第十八章

 衝撃の告白に驚いた亜美は、同時に過去の自分が犯した罪が全ての原因だった事実に呆然とした。父が後遺障害を負ったのも、店を手放し一家がバラバラになっただけではない。

 兄が父や亜美と距離を置いたのも、全ては自分が発端だったのだ。しかも亜美の知らない所で、兄はとんでもない被害に合っていたというではないか。

 あの事件以降、更生して介護士となって自立し、兄の分まで父親の面倒を看るようになった。だから心のどこかで、迷惑をかけた分はかなりお返しを済ませたと自惚れていた気がする。

 そうした思いがあったからこそ、施設を辞めてカジノで働く自分を正当化し、稼いでいるからいいじゃないかと自分に言い聞かせていたのである。

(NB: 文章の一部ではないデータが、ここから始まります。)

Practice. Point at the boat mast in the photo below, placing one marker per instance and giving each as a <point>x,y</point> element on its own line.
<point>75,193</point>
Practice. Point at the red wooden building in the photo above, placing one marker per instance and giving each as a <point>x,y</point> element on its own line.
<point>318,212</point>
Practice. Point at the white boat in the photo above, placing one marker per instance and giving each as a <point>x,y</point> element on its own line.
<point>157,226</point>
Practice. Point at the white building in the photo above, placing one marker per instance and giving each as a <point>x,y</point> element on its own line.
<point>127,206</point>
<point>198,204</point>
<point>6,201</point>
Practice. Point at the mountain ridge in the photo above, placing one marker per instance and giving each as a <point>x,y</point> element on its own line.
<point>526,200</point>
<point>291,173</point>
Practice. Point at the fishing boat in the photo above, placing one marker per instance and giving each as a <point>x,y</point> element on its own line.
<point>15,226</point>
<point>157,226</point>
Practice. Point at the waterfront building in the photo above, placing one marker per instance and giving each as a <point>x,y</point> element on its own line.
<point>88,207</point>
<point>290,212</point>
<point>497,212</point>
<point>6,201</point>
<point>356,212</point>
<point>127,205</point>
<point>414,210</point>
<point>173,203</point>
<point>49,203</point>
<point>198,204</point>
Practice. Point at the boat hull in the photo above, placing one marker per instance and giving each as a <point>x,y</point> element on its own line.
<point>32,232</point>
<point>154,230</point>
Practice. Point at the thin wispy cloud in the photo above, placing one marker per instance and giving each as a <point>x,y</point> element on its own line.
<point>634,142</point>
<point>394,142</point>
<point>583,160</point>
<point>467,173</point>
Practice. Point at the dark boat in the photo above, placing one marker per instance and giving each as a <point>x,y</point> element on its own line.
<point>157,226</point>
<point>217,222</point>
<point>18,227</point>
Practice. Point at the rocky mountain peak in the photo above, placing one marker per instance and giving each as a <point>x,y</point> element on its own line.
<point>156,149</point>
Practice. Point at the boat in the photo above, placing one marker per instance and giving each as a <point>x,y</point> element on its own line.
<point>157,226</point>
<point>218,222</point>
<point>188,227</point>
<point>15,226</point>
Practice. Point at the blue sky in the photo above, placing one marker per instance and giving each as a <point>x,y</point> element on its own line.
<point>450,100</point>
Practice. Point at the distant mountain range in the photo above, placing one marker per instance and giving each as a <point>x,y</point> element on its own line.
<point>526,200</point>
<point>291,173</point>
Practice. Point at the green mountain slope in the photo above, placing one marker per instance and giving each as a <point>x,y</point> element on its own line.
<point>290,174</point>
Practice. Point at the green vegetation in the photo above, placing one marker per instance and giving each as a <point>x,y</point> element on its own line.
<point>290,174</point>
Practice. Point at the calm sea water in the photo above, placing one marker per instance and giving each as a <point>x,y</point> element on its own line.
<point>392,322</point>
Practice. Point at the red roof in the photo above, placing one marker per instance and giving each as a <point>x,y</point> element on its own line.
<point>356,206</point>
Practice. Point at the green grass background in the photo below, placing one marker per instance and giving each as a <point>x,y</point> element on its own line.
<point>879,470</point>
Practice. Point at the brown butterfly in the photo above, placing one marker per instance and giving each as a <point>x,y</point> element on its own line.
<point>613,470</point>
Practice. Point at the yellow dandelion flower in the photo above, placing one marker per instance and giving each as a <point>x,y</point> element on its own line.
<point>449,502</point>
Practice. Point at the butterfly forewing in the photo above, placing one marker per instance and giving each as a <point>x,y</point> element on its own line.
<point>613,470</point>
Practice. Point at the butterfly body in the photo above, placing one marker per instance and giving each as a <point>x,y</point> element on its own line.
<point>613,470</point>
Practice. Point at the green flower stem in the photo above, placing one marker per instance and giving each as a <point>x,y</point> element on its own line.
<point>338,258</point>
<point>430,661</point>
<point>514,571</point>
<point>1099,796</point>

 亜美は恥じた。翔を追いかけるというのも結局は言い訳に過ぎず、介護から抜け出したい気持ちが表に出ただけだったのだ。プライベートでも父の介護、仕事でも我儘な利用者の介護に疲れて逃げた結果がカジノでの接客だった。

 しかもそこはかつて、亜美を襲った足助兄弟が仕切っている職場なのだから馬鹿な話だ。血の繋がりがない亜美をここまで大きく育て、最大の危機には体を張って助けてくれた彼らにどれだけ心配させ、迷惑を掛ければ済むのだろう。

 亜美の実の父親は母に対する暴力が酷かったらしく、亜美を産んで間もなく二人は離婚した。妊娠を機に母が実家へ戻った時、父によるDVを知った母の両親が離婚させるよう、奮闘したそうだ。お腹の子も中絶させようとの話も出たらしい。

 だが時期的に遅かったことと、母がどうしても子供だけは産みたいと言い張った事から、亜美は無事この世に生を受けることとなったと後に聞かされた。

 母は今の父が経営するパチンコ店で働いており、そこで知り合った筋の悪い男と結婚したのがそもそも間違いだったのだろう。その経緯を知っていた父が、シングルマザーとなり再び店で働きだした母に同情したのか、結婚を申し込んだらしい。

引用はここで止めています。